Model1 <- lm(ABUND ~ L.AREA + L.DIST + L.LDIST + YR.ISOL + ALT + fGRAZE, data = birddata2)
summary(Model1)
##
## Call:
## lm(formula = ABUND ~ L.AREA + L.DIST + L.LDIST + YR.ISOL + ALT +
## fGRAZE, data = birddata2)
##
## Residuals:
## Min 1Q Median 3Q Max
## -15.8992 -2.7245 -0.2772 2.7052 11.2811
##
## Coefficients:
## Estimate Std. Error t value Pr(>|t|)
## (Intercept) 36.68025 115.16348 0.319 0.7515
## L.AREA 6.83303 1.50330 4.545 3.97e-05 ***
## L.DIST 0.33286 2.74778 0.121 0.9041
## L.LDIST 0.79765 2.13759 0.373 0.7107
## YR.ISOL -0.01277 0.05803 -0.220 0.8267
## ALT 0.01070 0.02390 0.448 0.6565
## fGRAZE2 0.52851 3.25221 0.163 0.8716
## fGRAZE3 0.06601 2.95871 0.022 0.9823
## fGRAZE4 -1.24877 3.19838 -0.390 0.6980
## fGRAZE5 -12.47309 4.77827 -2.610 0.0122 *
## ---
## Signif. codes: 0 '***' 0.001 '**' 0.01 '*' 0.05 '.' 0.1 ' ' 1
##
## Residual standard error: 6.105 on 46 degrees of freedom
## Multiple R-squared: 0.7295, Adjusted R-squared: 0.6766
## F-statistic: 13.78 on 9 and 46 DF, p-value: 2.115e-10
The function drop1 drops one variable at a time and compare the drop-1 model with the original one.
drop1(Model1, test="F")
## Single term deletions
##
## Model:
## ABUND ~ L.AREA + L.DIST + L.LDIST + YR.ISOL + ALT + fGRAZE
## Df Sum of Sq RSS AIC F value Pr(>F)
## <none> 1714.4 211.60
## L.AREA 1 770.01 2484.4 230.38 20.6603 3.97e-05 ***
## L.DIST 1 0.55 1715.0 209.62 0.0147 0.90411
## L.LDIST 1 5.19 1719.6 209.77 0.1392 0.71075
## YR.ISOL 1 1.81 1716.2 209.66 0.0485 0.82675
## ALT 1 7.47 1721.9 209.85 0.2004 0.65650
## fGRAZE 4 413.50 2127.9 215.70 2.7736 0.03799 *
## ---
## Signif. codes: 0 '***' 0.001 '**' 0.01 '*' 0.05 '.' 0.1 ' ' 1
And now the ANOVA test
anova(Model1)
## Analysis of Variance Table
##
## Response: ABUND
## Df Sum Sq Mean Sq F value Pr(>F)
## L.AREA 1 3471.0 3471.0 93.1303 1.247e-12 ***
## L.DIST 1 65.5 65.5 1.7568 0.191565
## L.LDIST 1 136.5 136.5 3.6630 0.061868 .

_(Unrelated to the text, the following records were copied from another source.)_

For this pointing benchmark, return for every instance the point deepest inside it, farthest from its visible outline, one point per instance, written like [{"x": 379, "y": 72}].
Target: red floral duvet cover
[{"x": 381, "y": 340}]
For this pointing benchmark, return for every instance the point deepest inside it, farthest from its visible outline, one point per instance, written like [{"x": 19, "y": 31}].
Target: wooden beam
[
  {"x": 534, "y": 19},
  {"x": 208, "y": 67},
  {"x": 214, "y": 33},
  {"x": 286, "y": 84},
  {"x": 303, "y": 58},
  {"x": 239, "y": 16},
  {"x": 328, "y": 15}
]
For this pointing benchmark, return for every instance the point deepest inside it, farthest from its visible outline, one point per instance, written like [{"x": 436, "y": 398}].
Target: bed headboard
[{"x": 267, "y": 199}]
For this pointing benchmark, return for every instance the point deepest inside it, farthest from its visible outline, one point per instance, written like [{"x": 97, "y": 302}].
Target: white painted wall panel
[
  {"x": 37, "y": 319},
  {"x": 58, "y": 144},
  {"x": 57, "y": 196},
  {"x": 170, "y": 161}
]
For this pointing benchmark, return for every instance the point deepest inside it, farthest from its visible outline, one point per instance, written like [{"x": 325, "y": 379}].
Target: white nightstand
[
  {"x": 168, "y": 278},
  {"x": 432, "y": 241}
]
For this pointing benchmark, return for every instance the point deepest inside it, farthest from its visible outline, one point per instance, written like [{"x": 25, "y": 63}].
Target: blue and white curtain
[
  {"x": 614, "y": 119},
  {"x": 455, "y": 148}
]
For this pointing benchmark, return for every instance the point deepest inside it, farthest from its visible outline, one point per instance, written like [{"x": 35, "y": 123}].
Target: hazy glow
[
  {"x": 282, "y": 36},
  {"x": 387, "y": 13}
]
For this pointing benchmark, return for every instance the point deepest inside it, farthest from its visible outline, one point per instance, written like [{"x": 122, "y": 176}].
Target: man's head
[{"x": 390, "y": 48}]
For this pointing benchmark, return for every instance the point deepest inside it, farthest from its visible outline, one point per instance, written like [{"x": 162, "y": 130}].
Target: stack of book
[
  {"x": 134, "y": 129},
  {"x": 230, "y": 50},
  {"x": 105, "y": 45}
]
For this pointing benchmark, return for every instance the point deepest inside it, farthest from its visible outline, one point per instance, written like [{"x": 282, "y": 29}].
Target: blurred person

## YR.ISOL 1 458.8 458.8 12.3109 0.001019 **
## ALT 1 78.2 78.2 2.0979 0.154281
## fGRAZE 4 413.5 103.4 2.7736 0.037992 *
## Residuals 46 1714.4 37.3
## ---
## Signif. codes: 0 '***' 0.001 '**' 0.01 '*' 0.05 '.' 0.1 ' ' 1
What happens if we change the order of the indepedent variables? Let’s try.
Model2 <- lm(ABUND ~ L.DIST + L.LDIST + YR.ISOL + ALT + fGRAZE + L.AREA , data = birddata2)
anova(Model2)
## Analysis of Variance Table
##
## Response: ABUND
## Df Sum Sq Mean Sq F value Pr(>F)
## L.DIST 1 101.78 101.78 2.7309 0.1052
## L.LDIST 1 17.26 17.26 0.4632 0.4995
## YR.ISOL 1 1746.94 1746.94 46.8723 1.550e-08 ***
## ALT 1 730.18 730.18 19.5914 5.853e-05 ***
## fGRAZE 4 1257.32 314.33 8.4338 3.436e-05 ***
## L.AREA 1 770.01 770.01 20.6603 3.970e-05 ***
## Residuals 46 1714.43 37.27
## ---
## Signif. codes: 0 '***' 0.001 '**' 0.01 '*' 0.05 '.' 0.1 ' ' 1
Note that the anova function can also be used to compare models that are nested. See the example below.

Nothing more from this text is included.